What can we say? We can simply proclaim—not ourselves—but Jesus Christ as Lord. We can simply proclaim who we know Jesus to be—how we see God work in us and for us and through us day by day. We can simply proclaim how we walk with Jesus in solidarity with a suffering world sharing in his work of healing wounds and making things new. Refusing to “practice cunning or falsify God’s word,” we can simply tell the story of what happens to us here as Christ’s Body, the Church—of the mystery that we hold together.

We won’t fully comprehend the whole mystery that we hold and that holds us all here. But it is being fulfilled in and through us. So we can state fully and openly what we hold in clay jars—not chopping off parts or cramming it into a box; not bending it to fit our agenda or spinning it to be more “relevant” or glossing over the mess of human community. We can say to the world, “I don’t fully comprehend it, and neither will you. But this is who I know Jesus to be.”

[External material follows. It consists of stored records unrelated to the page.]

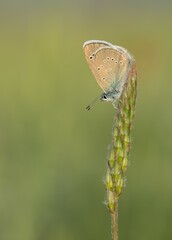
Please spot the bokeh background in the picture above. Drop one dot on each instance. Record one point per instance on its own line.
(52, 151)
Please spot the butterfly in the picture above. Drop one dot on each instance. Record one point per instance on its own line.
(110, 65)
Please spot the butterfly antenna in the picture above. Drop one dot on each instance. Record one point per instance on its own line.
(92, 103)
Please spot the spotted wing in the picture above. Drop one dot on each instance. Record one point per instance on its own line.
(90, 47)
(110, 67)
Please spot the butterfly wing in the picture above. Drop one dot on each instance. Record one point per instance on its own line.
(110, 66)
(90, 47)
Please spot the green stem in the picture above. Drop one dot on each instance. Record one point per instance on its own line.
(120, 147)
(114, 217)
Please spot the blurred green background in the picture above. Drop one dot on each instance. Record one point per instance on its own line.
(52, 151)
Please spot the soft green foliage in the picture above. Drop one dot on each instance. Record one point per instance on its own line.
(52, 151)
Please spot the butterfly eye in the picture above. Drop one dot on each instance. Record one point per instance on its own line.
(91, 57)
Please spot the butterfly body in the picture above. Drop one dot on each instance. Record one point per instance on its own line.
(111, 65)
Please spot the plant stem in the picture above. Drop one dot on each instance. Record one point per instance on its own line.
(114, 217)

This open statement of the truth is not a cudgel to wield or an argument to win or a product to market. It is a reality to be lived out—a slow-release miracle that transfigures us gradually. And we proclaim this truth—not through debates or marketing—but by practicing it together as the Body of Christ. Whenever gather for worship or fellowship or service in Christ’s name, we rehearse the baffling Mystery of Faith. As we gather, we are changed into Christ’s likeness from glory to glory and strengthened to bear the Cross that comes with our work of transforming a hurting world. 

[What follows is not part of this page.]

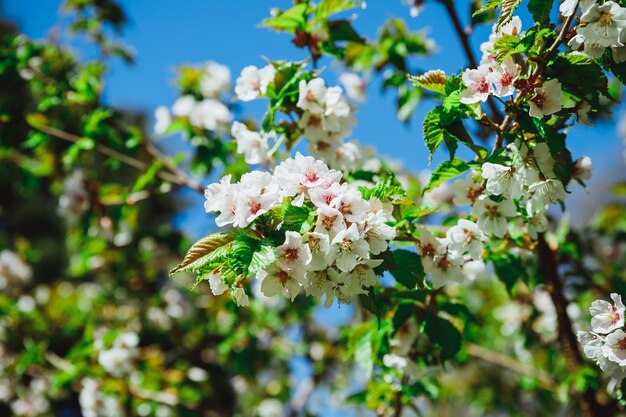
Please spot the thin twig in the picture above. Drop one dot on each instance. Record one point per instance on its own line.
(179, 180)
(464, 39)
(548, 268)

This is a proclamation Peter didn’t have access to that day on Mount Tabor. But it’s a proclamation that we do have this side of Easter. So as we turn towards the season of Lent and walk with Christ to Calvary again, remember that this is what we’re here to rehearse. Remember that we’re here to proclaim, not ourselves but simply this: Jesus is Lord and became a slave to free us, and we are here to do the same, for his sake and the world’s.